Poi il presidente ha rincarato la dose, soffermandosi sulle responsabilità del governo nazionale: “Oltre milleduecento (1256) presenze all’Hotspot di Lampedusa. Ancora ammassati, di nuovo. Lo Stato ha rivendicato in ogni sede la sua competenza, ma continua a non esercitarla fino in fondo. Segnalo che non mi risulta che nessuno degli interventi segnalati dalla taskforce regionale sia stato eseguito per adeguare la struttura alla fase di emergenza sanitaria in corso. E anche l’iniziativa diplomatica, di cui ci ha parlato a Roma il ministro Lamorgese, non ha prodotto alcun effetto. Il fenomeno degli sbarchi in Sicilia è affidato al clima, non alla politica. Se c’è brutto tempo si rallenta, con il bel tempo si arriva a flusso continuo. Se non bastassero i barchini, le navi quarantena sono piene di persone portate dalle Ong. Anche in questo il governo non ha voluto raccogliere la nostra proposta. Avevamo detto una cosa di buon senso: se la Sicilia deve gestire gli sbarchi autonomi, non può sopportare anche quelli programmati dalle Ong, che andrebbero quindi destinati in altri porti europei. Risultato: navi piene e hotspot stracolmi. Con rischio di contagio per chi arriva, per gli operatori e per la collettività”. “Sono trascorsi molti giorni dalla mia ordinanza – insiste – ed oggi posso serenamente dire che alle parole non sono seguiti i fatti; che l’Europa non guarda alla Sicilia e al Mediterraneo; e che il governo nazionale preferisce polemizzare con il presidente eletto dai siciliani, piuttosto che avere l’umiltà di riconoscere ritardi e omissioni. Una cosa è certa: ho il dovere di intervenire. E niente e nessuno potrà intimidirmi o farmi desistere dal dovere di tutelare la salute di tutti”.

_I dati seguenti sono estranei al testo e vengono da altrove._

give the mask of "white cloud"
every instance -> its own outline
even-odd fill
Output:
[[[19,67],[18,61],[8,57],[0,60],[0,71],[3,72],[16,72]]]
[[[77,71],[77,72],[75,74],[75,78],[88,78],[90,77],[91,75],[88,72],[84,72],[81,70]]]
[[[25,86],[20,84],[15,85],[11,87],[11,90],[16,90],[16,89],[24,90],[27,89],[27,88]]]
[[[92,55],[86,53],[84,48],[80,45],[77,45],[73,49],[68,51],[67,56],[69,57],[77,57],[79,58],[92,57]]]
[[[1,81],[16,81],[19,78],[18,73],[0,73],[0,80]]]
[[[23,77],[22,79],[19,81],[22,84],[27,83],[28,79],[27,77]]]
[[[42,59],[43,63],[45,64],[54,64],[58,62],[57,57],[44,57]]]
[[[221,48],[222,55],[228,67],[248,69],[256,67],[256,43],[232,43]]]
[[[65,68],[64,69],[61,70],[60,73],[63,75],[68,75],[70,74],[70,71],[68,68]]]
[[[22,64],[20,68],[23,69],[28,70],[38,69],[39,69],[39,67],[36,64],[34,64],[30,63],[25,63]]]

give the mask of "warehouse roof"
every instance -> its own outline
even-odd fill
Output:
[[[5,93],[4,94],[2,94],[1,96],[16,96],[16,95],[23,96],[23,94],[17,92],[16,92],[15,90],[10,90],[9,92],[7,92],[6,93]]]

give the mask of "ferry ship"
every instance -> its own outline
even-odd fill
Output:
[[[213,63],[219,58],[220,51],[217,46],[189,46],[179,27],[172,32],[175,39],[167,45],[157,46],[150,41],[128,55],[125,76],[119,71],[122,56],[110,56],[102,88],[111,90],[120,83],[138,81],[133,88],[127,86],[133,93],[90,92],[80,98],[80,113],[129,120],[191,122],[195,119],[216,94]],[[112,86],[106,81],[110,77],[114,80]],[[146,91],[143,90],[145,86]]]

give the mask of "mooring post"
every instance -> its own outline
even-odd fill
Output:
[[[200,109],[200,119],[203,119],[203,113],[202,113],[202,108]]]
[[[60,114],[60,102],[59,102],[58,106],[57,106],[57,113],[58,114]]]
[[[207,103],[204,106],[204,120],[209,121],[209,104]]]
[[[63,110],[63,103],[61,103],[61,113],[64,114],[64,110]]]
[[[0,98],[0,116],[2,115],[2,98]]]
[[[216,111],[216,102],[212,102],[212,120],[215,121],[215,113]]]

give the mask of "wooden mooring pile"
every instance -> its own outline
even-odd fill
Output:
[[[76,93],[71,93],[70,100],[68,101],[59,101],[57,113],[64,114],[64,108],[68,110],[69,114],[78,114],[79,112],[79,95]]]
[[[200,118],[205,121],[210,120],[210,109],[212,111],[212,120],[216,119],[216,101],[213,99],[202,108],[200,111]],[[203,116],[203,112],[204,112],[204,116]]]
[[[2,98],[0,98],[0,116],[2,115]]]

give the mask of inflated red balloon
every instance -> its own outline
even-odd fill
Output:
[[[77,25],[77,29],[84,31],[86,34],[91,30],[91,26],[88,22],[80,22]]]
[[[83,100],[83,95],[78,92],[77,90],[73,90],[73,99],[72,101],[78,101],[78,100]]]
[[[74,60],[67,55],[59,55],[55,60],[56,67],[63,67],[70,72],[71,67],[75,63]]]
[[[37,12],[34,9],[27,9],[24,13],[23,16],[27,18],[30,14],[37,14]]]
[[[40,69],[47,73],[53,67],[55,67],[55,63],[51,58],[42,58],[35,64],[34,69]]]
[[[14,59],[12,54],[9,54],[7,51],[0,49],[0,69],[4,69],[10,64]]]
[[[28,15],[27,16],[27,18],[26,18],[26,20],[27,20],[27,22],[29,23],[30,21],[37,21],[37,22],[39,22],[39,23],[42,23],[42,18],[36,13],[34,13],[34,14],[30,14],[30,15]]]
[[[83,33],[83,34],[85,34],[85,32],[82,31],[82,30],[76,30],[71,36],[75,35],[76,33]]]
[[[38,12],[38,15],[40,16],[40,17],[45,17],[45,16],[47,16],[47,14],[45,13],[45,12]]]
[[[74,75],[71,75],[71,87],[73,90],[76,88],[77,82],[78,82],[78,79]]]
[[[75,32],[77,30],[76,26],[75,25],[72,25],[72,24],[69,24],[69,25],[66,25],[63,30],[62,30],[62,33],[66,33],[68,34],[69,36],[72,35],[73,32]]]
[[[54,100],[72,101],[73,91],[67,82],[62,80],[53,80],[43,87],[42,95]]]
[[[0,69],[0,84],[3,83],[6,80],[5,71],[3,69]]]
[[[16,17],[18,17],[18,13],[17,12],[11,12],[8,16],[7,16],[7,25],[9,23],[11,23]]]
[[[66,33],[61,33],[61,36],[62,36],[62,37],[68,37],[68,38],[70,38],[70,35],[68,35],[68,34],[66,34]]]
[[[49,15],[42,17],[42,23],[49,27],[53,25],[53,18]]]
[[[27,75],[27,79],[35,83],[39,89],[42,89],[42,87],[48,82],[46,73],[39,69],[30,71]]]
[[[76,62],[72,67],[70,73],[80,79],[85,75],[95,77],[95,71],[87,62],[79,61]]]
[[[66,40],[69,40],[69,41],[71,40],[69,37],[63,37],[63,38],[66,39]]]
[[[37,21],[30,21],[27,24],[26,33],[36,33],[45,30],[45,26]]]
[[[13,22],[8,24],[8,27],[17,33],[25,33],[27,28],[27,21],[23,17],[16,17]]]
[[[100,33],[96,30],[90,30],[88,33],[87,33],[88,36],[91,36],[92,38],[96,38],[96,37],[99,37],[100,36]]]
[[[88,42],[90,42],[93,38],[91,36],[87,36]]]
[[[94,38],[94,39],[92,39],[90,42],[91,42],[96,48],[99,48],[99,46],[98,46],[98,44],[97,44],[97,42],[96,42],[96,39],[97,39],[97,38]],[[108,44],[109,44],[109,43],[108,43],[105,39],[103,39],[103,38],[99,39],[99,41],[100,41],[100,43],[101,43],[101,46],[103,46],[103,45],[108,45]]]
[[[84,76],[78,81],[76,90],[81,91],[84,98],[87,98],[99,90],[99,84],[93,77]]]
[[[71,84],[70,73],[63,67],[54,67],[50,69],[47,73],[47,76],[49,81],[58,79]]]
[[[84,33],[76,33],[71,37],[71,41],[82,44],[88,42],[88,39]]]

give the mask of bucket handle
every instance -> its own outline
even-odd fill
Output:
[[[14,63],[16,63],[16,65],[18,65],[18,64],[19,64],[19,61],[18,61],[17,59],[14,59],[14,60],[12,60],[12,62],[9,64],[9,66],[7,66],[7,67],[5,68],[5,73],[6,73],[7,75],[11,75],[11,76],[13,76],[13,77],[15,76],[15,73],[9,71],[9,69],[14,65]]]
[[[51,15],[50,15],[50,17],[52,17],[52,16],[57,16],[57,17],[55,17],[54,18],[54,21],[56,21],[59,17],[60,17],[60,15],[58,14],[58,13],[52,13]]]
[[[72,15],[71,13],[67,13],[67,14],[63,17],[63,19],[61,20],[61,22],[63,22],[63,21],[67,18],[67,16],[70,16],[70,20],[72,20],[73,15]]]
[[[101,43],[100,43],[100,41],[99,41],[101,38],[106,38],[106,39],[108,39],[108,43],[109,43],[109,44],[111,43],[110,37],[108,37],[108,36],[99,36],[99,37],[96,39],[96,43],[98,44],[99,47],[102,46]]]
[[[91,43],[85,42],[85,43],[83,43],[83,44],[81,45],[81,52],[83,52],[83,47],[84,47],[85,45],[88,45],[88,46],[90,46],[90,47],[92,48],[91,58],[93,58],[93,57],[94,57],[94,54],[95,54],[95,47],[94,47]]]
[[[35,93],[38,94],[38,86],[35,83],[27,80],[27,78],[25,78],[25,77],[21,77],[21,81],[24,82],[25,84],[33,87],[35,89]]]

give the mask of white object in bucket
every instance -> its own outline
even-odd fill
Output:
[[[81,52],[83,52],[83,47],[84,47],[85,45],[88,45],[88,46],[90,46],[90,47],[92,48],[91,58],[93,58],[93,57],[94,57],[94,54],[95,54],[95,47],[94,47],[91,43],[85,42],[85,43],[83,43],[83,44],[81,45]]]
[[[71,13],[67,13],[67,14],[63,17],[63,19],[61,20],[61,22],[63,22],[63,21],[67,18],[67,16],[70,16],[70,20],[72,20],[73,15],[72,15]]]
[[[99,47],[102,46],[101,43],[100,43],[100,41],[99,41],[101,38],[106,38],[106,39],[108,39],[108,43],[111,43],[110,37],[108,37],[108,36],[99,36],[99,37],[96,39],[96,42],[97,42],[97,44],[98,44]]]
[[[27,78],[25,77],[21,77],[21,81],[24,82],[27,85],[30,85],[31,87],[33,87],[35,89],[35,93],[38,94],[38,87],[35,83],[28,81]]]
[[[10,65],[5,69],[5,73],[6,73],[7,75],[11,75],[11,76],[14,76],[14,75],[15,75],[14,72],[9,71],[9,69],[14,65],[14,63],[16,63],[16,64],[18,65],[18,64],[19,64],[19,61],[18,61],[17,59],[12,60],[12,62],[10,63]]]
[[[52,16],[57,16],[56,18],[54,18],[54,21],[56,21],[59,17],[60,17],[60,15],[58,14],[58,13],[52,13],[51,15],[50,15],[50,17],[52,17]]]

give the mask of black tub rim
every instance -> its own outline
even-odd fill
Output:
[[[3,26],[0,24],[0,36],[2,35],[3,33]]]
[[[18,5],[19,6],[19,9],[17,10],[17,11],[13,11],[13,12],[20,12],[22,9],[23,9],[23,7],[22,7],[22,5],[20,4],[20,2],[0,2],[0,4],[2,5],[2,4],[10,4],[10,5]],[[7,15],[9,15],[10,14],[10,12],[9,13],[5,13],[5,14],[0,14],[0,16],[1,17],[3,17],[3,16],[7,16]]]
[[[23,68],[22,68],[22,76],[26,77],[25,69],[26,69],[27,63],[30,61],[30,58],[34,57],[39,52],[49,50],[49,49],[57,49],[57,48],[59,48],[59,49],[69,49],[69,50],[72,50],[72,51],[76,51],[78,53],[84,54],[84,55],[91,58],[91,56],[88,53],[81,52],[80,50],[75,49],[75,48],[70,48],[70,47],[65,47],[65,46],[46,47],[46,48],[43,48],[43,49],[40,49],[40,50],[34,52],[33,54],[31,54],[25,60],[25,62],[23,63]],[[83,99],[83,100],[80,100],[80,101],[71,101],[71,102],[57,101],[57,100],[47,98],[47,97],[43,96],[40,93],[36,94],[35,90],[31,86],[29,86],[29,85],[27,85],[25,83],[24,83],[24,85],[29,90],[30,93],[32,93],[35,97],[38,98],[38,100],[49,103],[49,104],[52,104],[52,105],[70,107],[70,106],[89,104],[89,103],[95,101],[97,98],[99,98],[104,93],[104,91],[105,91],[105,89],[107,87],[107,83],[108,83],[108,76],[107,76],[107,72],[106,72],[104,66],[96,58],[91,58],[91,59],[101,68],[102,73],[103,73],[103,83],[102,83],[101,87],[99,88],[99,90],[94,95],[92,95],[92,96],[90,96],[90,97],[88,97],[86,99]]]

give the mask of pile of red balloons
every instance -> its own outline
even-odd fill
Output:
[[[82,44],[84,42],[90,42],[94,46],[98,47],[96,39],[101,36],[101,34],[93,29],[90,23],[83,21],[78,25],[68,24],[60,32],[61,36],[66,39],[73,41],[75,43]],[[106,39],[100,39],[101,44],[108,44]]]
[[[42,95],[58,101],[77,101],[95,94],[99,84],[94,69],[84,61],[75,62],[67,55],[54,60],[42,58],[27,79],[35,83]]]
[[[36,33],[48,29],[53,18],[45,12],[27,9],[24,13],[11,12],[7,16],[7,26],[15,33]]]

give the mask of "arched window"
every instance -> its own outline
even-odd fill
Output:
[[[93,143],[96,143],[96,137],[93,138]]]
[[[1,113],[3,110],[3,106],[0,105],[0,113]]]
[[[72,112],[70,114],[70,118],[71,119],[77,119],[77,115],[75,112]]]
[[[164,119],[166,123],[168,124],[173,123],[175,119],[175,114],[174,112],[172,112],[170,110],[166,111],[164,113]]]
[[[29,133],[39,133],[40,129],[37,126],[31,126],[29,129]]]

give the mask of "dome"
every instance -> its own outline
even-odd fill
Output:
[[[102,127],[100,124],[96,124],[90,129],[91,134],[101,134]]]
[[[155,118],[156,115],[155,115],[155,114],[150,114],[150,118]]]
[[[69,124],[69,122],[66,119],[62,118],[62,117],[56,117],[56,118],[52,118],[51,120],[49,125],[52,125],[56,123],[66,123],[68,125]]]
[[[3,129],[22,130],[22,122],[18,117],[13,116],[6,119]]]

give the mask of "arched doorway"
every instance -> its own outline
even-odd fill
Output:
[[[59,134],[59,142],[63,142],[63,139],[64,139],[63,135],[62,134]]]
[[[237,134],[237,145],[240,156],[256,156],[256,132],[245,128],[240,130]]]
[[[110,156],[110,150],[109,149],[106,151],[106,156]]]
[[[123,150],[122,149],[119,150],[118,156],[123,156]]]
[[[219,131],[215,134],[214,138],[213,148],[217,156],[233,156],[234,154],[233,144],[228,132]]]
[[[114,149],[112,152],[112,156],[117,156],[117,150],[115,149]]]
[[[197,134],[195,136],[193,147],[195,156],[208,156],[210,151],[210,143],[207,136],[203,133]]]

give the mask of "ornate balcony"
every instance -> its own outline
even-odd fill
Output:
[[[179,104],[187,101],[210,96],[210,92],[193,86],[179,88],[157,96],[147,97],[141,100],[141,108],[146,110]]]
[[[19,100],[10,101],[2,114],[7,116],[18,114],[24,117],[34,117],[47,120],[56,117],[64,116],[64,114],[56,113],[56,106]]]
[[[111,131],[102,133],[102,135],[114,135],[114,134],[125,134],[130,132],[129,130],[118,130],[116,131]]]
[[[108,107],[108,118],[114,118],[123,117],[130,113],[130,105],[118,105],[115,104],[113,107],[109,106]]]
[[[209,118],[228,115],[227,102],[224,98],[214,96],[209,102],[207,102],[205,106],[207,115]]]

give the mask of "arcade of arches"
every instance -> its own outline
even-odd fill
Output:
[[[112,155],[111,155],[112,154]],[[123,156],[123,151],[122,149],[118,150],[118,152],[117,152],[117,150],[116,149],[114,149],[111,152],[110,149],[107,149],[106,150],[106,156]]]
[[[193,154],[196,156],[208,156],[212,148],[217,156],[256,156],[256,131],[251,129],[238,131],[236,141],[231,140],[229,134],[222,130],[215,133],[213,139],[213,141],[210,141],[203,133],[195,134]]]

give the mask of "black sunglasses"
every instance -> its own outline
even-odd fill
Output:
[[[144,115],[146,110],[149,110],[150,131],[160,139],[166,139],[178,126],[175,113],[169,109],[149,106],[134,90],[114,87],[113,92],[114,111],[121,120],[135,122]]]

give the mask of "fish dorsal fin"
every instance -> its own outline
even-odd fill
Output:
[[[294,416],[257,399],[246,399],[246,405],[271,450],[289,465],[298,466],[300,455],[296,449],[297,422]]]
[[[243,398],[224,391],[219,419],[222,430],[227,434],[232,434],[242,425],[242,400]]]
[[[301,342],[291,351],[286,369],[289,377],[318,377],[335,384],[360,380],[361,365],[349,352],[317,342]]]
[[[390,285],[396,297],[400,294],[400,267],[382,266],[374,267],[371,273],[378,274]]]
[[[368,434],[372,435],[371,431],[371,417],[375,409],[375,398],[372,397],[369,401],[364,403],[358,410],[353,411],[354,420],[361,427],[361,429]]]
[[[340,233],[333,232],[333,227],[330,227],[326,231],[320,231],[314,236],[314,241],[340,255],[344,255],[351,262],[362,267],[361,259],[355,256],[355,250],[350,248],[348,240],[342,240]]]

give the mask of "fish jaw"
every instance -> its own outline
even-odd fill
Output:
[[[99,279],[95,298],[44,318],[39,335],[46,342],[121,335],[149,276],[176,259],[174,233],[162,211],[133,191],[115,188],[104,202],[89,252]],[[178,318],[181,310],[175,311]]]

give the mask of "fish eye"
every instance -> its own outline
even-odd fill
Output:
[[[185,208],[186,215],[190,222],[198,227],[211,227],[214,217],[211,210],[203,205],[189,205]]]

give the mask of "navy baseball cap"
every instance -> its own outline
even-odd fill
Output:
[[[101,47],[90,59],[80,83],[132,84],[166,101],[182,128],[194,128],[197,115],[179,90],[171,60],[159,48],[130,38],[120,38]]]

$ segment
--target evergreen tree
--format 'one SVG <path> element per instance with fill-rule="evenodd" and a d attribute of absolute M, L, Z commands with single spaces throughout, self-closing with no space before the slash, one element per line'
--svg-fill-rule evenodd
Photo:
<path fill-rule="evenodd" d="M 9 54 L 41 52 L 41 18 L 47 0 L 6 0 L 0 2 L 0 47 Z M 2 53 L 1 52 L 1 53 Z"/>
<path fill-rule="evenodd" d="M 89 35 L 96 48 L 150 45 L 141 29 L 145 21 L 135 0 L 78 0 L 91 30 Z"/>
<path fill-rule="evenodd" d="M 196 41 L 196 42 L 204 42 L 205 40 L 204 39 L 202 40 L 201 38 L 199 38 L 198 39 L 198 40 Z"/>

Infine il capitolo scuola, non meno importante. Come ha segnalato più volte l’assessore Lagalla – l’ultima mercoledì scorso, in un’audizione di fronte ai deputati – mancano all’appello un centinaio di aule. E quasi tutti i banchi monouso promessi dal governo nazionale (ne sono arrivate poche centinaia). Le lezioni potrebbero tenersi con il metodo della didattica “ibrida”. I ragazzi dovrebbero alternarsi di presenza, e proseguire con lo studio anche da casa. A questo si sommano le numerose incertezze sulle procedure sanitarie nell’eventualità di casi sospetti. Un aspetto non marginale, che ha già costretto alcune scuole, che sono partite il 14, a fermarsi repentinamente. La Regione, anche in questo caso, sta provando a sopperire con la distribuzione di due milioni di tamponi rapidi, che permetteranno di ottenere un risultato immediato per insegnanti e studenti che si sottoporranno al test. Ma è la goccia in un oceano che rischia, all’improvviso, di diventare tempestoso.